Cinq propositions pour un numérique au service de tous
En accord avec les propositions formulées par le Haut conseil du travail social et l’enjeu de création d’un « service universel numérique » pour garantir l’accès aux droits et la lutte contre le non-recours, l'étude rassemble 5 préconisations :- Concevoir les solutions numériques avec les experts d’usage en garantissant la participation effective des utilisateurs finaux, et en renforçant la participation des acteurs de la médiation numérique, professionnels de l’accompagnement social et intervenants sociaux.
- Prendre en compte la diversité des situations des personnes en développant des services numériques orientés « solutions », en personnalisant l’offre de services, adaptée à chaque situation et à son évolution, et en prenant en compte le temps d’appropriation du service numérique par les utilisateurs.
- Développer des services numériques facilement appropriables et à visée « capacitante » pour les futurs utilisateurs en privilégiant des approches souples et ludiques, en s’inspirant des solutions expérimentées à des fins de lien social et de solidarité, des solutions numériques « grand public » mais aussi des approches héritées de l’UX design.
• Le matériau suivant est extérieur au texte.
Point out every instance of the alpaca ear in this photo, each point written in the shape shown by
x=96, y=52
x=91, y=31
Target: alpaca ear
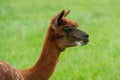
x=66, y=13
x=59, y=17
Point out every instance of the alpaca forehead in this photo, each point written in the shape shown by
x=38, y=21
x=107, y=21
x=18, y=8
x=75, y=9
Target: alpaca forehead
x=70, y=22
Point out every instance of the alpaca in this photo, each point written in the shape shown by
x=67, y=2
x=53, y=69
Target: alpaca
x=62, y=33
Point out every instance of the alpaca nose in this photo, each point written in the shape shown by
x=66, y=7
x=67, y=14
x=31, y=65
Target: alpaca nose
x=86, y=35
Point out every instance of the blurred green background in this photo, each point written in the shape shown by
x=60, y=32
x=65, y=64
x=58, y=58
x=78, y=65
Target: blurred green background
x=23, y=24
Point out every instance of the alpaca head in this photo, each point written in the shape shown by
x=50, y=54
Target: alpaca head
x=65, y=33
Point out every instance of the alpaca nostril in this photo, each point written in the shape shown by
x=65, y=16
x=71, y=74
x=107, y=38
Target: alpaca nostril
x=86, y=36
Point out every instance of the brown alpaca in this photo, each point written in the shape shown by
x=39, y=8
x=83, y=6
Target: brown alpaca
x=61, y=34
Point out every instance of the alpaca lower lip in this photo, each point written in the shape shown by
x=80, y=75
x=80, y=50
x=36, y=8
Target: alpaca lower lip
x=79, y=43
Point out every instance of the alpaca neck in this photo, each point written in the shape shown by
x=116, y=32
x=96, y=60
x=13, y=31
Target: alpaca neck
x=45, y=66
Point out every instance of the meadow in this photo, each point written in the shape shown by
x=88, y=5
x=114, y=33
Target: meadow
x=23, y=25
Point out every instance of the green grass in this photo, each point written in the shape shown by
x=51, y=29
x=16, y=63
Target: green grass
x=23, y=24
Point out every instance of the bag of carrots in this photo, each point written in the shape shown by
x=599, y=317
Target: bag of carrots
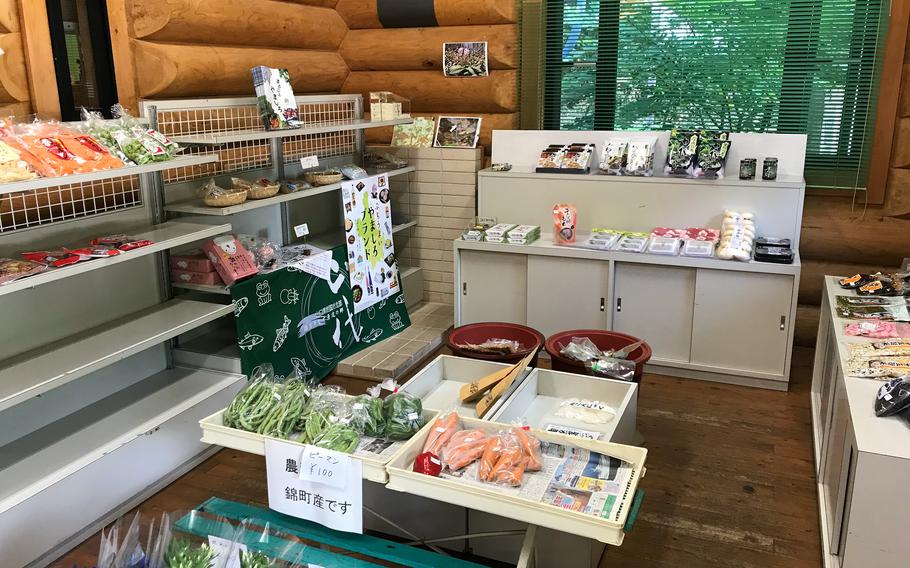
x=441, y=433
x=463, y=448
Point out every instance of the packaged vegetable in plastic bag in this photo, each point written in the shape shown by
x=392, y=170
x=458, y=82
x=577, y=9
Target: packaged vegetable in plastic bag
x=463, y=448
x=287, y=416
x=640, y=160
x=366, y=413
x=441, y=432
x=403, y=415
x=681, y=151
x=711, y=157
x=252, y=405
x=613, y=157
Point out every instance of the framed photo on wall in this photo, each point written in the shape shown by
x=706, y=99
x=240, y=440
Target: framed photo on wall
x=457, y=132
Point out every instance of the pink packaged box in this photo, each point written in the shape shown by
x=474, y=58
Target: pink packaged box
x=190, y=277
x=194, y=261
x=231, y=260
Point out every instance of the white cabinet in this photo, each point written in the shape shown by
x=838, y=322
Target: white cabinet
x=741, y=320
x=655, y=302
x=566, y=293
x=494, y=287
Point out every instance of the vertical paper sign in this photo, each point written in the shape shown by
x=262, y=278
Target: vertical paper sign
x=304, y=483
x=372, y=267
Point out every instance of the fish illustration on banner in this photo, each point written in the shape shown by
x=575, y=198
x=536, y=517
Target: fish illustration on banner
x=372, y=266
x=311, y=335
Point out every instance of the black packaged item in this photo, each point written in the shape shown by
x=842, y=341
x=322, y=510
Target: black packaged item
x=780, y=255
x=855, y=281
x=893, y=397
x=772, y=242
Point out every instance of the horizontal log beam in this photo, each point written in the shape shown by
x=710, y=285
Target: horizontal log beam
x=398, y=49
x=265, y=23
x=430, y=91
x=171, y=70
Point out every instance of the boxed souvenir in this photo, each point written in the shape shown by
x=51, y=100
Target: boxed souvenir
x=194, y=261
x=190, y=277
x=232, y=261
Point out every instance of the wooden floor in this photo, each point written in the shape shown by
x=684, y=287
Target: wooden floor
x=730, y=479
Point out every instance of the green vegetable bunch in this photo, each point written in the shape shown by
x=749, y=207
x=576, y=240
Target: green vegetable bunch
x=288, y=415
x=403, y=415
x=338, y=437
x=254, y=560
x=183, y=554
x=367, y=416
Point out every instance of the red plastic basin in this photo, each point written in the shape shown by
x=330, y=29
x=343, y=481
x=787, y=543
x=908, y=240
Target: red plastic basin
x=604, y=340
x=530, y=340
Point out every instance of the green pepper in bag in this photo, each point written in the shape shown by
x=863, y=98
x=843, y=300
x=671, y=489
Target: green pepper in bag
x=403, y=415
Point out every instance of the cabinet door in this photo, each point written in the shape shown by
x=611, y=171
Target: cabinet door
x=566, y=293
x=655, y=303
x=742, y=320
x=494, y=287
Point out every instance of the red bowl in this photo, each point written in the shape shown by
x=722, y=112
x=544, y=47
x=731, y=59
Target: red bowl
x=530, y=340
x=604, y=340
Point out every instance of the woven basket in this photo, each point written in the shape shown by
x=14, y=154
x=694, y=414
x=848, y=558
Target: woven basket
x=263, y=191
x=322, y=178
x=225, y=199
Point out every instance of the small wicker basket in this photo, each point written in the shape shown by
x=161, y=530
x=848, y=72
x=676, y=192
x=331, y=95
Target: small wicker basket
x=327, y=177
x=257, y=191
x=225, y=199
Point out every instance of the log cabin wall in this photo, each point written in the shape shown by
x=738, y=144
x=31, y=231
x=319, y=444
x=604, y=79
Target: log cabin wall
x=408, y=60
x=15, y=99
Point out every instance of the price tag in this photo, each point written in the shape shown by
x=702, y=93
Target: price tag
x=325, y=466
x=225, y=549
x=315, y=499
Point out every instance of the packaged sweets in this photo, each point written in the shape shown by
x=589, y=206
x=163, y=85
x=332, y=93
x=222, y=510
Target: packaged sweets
x=680, y=152
x=565, y=217
x=613, y=157
x=640, y=160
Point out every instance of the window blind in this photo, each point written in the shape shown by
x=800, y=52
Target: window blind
x=786, y=66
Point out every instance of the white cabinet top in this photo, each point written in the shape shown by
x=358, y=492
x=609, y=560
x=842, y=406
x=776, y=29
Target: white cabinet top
x=545, y=247
x=886, y=436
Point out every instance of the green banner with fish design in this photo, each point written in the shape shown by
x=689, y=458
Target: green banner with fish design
x=295, y=320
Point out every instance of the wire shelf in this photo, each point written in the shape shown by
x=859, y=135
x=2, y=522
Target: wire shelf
x=28, y=209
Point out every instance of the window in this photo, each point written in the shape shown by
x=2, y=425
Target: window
x=788, y=66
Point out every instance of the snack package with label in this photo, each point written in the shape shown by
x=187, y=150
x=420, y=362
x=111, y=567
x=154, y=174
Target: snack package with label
x=565, y=217
x=11, y=269
x=640, y=160
x=681, y=151
x=231, y=260
x=613, y=157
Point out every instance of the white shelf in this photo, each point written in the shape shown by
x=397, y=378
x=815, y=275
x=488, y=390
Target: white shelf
x=165, y=236
x=261, y=134
x=795, y=182
x=545, y=247
x=197, y=207
x=207, y=288
x=39, y=371
x=49, y=455
x=41, y=183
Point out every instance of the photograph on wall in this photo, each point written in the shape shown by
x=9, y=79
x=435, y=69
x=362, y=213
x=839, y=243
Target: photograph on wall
x=372, y=266
x=465, y=59
x=457, y=132
x=275, y=98
x=418, y=134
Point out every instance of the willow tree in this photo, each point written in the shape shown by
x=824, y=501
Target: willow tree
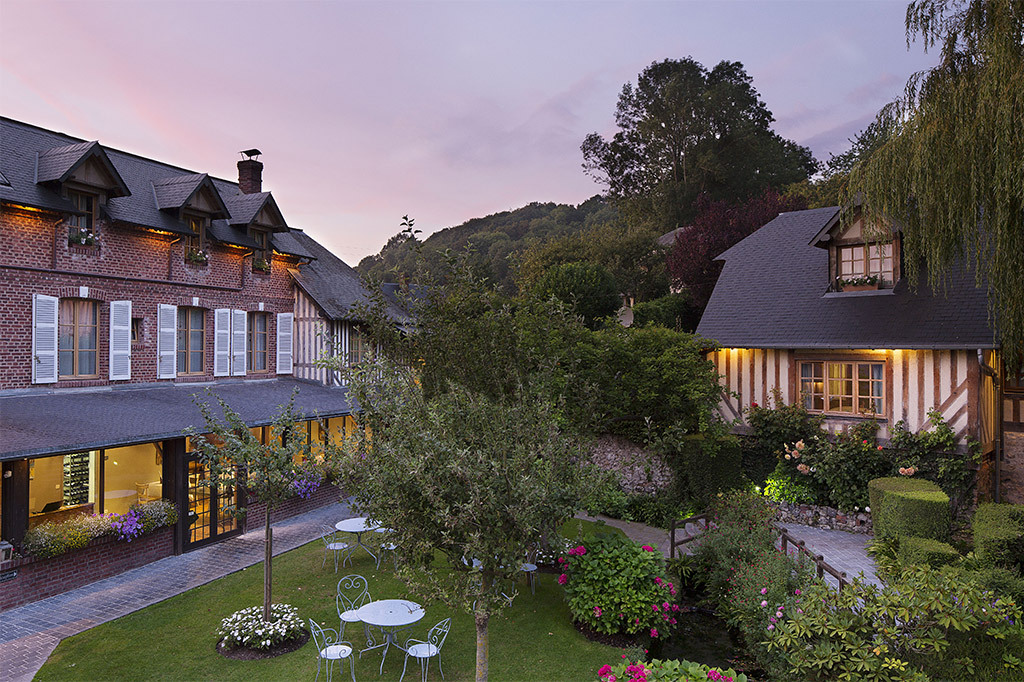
x=952, y=171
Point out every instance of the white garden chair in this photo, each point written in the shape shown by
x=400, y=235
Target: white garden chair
x=330, y=649
x=331, y=544
x=351, y=594
x=425, y=650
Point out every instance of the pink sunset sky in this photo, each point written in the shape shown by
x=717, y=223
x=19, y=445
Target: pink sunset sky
x=442, y=111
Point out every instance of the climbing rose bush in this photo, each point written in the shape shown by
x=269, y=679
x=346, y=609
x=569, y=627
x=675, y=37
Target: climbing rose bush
x=613, y=585
x=667, y=671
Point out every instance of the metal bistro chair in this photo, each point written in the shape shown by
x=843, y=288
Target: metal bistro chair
x=387, y=547
x=330, y=649
x=352, y=593
x=331, y=544
x=423, y=651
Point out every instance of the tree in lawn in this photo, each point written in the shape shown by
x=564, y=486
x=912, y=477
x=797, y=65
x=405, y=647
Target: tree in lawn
x=685, y=131
x=719, y=225
x=266, y=473
x=951, y=174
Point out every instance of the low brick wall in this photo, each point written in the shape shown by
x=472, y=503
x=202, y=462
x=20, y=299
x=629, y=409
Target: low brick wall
x=823, y=517
x=325, y=495
x=38, y=579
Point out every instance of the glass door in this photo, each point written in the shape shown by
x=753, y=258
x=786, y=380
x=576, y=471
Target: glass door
x=210, y=507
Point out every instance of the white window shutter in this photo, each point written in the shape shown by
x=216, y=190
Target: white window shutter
x=44, y=339
x=239, y=341
x=120, y=340
x=167, y=340
x=285, y=322
x=222, y=342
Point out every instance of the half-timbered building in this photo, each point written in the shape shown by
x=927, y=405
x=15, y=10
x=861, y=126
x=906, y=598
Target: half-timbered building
x=819, y=309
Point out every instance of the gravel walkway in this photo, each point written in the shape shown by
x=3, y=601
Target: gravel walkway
x=29, y=634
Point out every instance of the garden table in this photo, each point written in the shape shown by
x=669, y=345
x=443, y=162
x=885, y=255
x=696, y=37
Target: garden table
x=357, y=525
x=389, y=615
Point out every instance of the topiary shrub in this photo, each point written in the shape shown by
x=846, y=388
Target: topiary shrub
x=998, y=535
x=902, y=507
x=927, y=552
x=613, y=585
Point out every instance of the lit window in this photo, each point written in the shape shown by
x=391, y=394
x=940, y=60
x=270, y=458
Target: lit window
x=192, y=340
x=77, y=339
x=256, y=355
x=852, y=388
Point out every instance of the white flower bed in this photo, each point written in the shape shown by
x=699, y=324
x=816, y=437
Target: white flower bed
x=247, y=628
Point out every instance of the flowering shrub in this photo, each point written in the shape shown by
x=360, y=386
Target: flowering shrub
x=248, y=629
x=613, y=585
x=667, y=671
x=52, y=539
x=924, y=624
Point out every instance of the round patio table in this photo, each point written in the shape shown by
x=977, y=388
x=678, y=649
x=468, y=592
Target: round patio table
x=389, y=615
x=357, y=525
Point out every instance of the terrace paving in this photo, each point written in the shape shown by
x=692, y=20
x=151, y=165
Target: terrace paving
x=30, y=633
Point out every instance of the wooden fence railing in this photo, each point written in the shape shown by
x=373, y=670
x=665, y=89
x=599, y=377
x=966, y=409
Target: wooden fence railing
x=700, y=520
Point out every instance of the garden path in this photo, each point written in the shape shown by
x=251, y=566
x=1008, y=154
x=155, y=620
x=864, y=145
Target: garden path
x=29, y=634
x=845, y=551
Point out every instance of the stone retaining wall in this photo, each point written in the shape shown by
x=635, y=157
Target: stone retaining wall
x=823, y=517
x=27, y=580
x=638, y=469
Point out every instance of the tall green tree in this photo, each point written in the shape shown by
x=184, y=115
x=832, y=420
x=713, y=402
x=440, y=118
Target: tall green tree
x=951, y=174
x=684, y=131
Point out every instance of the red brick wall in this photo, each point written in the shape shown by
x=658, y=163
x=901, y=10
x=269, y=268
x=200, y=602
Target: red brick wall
x=325, y=495
x=39, y=579
x=129, y=264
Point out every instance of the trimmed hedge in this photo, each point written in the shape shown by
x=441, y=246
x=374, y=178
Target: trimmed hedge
x=998, y=535
x=923, y=551
x=902, y=507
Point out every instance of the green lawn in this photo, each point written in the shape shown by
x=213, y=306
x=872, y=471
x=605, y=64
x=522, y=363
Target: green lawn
x=175, y=639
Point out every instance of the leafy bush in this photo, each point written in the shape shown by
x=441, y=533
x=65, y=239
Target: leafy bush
x=783, y=486
x=740, y=530
x=902, y=507
x=927, y=552
x=673, y=310
x=247, y=628
x=998, y=535
x=55, y=538
x=935, y=455
x=613, y=585
x=773, y=428
x=667, y=671
x=926, y=622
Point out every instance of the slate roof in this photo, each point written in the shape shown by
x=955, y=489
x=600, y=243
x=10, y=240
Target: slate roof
x=153, y=184
x=333, y=285
x=772, y=294
x=62, y=421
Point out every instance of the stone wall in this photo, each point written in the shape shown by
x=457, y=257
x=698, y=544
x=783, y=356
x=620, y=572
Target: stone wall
x=823, y=517
x=27, y=580
x=638, y=469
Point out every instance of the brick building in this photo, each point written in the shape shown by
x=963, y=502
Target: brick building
x=127, y=287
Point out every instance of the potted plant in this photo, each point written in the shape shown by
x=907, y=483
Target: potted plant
x=865, y=283
x=77, y=237
x=196, y=256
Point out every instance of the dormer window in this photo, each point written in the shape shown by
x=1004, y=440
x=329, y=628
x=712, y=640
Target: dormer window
x=867, y=260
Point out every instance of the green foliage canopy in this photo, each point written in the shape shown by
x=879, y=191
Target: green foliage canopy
x=951, y=173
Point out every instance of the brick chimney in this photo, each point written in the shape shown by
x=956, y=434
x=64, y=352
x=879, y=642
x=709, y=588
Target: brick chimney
x=250, y=176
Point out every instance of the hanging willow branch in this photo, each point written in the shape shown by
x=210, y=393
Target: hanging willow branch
x=952, y=171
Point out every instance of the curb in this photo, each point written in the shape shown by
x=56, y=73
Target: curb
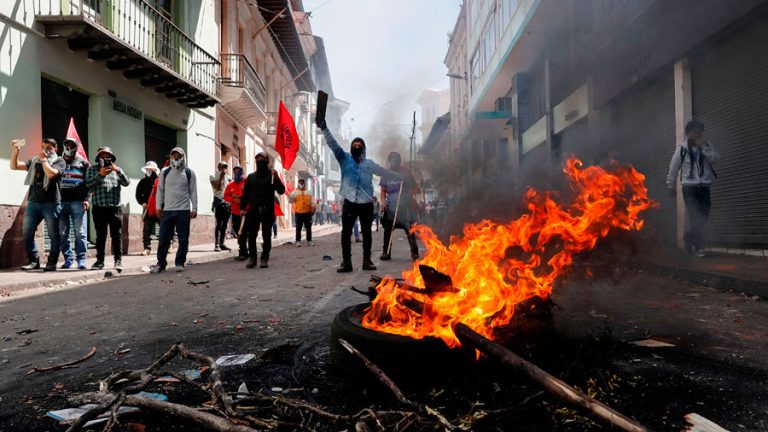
x=718, y=281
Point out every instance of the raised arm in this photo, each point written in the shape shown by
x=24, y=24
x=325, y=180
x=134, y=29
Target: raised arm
x=674, y=168
x=338, y=152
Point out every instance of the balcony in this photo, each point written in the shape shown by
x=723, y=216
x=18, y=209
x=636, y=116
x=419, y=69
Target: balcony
x=133, y=37
x=243, y=94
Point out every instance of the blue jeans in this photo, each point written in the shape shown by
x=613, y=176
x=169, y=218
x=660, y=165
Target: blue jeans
x=37, y=212
x=73, y=210
x=177, y=220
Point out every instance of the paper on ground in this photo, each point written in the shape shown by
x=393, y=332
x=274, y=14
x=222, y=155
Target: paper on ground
x=651, y=343
x=234, y=359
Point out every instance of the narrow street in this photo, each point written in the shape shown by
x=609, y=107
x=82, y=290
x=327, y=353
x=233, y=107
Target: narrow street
x=282, y=315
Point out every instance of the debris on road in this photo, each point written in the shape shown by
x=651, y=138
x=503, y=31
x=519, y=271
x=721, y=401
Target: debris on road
x=234, y=360
x=651, y=343
x=67, y=365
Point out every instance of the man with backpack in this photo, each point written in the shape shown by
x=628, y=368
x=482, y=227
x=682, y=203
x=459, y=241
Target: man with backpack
x=693, y=160
x=176, y=206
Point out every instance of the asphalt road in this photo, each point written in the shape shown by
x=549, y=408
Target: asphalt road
x=222, y=308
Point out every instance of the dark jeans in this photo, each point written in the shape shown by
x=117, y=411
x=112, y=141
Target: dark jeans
x=174, y=220
x=260, y=219
x=221, y=213
x=112, y=218
x=386, y=222
x=242, y=239
x=697, y=204
x=149, y=228
x=35, y=213
x=349, y=213
x=303, y=220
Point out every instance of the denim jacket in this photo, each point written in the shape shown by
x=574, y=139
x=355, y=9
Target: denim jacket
x=356, y=178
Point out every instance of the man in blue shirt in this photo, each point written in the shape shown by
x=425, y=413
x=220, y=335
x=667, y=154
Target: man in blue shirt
x=357, y=190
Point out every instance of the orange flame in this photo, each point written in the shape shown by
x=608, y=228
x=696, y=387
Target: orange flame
x=496, y=266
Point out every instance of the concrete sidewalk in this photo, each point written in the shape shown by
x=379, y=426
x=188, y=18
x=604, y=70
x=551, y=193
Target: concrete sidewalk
x=16, y=281
x=725, y=272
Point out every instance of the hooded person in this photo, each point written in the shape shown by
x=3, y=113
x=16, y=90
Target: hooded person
x=357, y=191
x=105, y=180
x=176, y=206
x=75, y=202
x=258, y=206
x=143, y=193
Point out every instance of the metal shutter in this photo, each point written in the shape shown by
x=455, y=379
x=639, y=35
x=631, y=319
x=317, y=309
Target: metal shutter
x=730, y=95
x=643, y=134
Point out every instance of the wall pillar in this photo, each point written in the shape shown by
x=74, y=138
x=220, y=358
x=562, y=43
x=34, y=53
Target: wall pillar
x=683, y=114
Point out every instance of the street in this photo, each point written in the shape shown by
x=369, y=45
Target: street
x=717, y=366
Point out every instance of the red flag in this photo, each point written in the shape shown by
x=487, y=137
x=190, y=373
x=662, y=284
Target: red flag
x=287, y=139
x=72, y=133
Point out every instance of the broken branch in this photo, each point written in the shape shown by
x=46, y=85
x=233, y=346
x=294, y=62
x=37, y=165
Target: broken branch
x=66, y=365
x=554, y=386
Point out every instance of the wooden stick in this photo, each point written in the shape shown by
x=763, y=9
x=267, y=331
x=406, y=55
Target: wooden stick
x=66, y=365
x=204, y=419
x=393, y=387
x=554, y=386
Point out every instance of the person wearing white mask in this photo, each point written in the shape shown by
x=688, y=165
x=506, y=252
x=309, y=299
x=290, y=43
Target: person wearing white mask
x=143, y=192
x=176, y=206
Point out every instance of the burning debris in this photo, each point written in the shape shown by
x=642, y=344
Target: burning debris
x=493, y=267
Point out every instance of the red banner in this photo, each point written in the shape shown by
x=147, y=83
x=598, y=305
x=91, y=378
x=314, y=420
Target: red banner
x=286, y=139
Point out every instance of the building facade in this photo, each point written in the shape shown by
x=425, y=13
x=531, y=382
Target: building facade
x=138, y=76
x=606, y=80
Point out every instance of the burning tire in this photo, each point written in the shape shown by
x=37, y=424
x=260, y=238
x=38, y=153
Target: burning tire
x=398, y=356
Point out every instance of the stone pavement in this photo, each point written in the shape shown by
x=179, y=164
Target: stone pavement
x=726, y=272
x=15, y=281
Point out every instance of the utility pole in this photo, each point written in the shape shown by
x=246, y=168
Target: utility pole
x=413, y=139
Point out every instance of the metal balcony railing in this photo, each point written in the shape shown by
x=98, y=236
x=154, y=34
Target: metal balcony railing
x=237, y=71
x=145, y=30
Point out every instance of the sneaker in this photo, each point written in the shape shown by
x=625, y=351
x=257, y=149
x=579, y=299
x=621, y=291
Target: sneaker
x=33, y=264
x=344, y=267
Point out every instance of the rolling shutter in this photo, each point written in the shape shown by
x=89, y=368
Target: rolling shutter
x=730, y=95
x=643, y=134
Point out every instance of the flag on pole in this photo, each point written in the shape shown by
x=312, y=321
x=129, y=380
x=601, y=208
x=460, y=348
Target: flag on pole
x=287, y=139
x=72, y=133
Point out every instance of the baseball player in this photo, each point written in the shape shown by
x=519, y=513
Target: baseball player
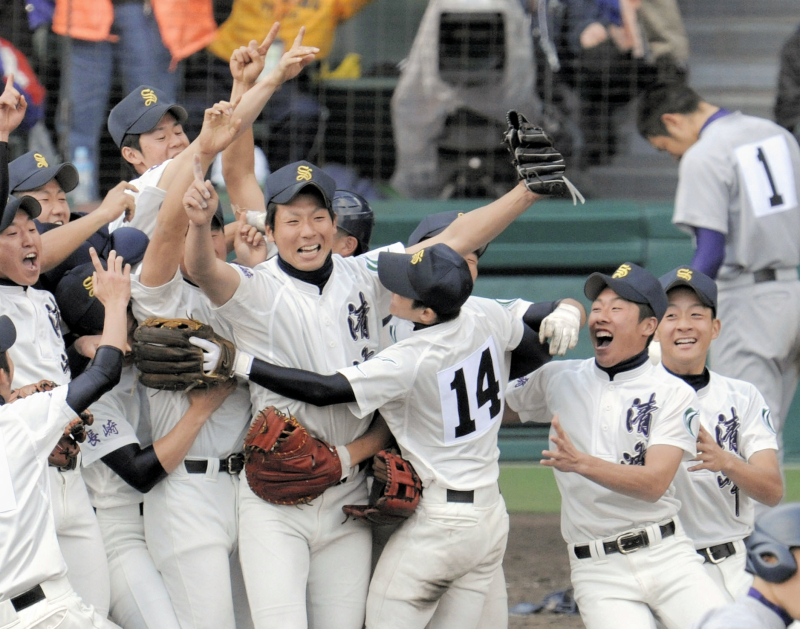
x=621, y=428
x=773, y=553
x=306, y=308
x=39, y=354
x=737, y=463
x=441, y=394
x=737, y=196
x=34, y=590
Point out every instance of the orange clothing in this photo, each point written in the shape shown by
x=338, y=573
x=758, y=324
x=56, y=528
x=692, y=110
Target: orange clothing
x=252, y=19
x=186, y=26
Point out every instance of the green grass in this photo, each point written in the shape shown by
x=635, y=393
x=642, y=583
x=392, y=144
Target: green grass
x=530, y=488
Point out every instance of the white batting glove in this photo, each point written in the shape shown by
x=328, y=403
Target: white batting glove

- Simplifier le parcours utilisateur en garantissant le principe du « Dites-le nous une fois » (DLNUF), en prévoyant des solutions audio et en langue étrangère pour faciliter les usages numériques de tous les publics, en utilisant un langage Facile à lire et à comprendre (FALC) et en adoptant une charte graphique « universelle » pour développer une grammaire partagée du numérique.
- Accompagner les professionnels de l’action sociale et intervenants de la médiation numérique en les outillant et en les formant aux usages numériques, en mobilisant les plateformes de service et leurs concepteurs dans la formation des professionnels et en créant des liens durables entre médiation numérique et intervenants sociaux.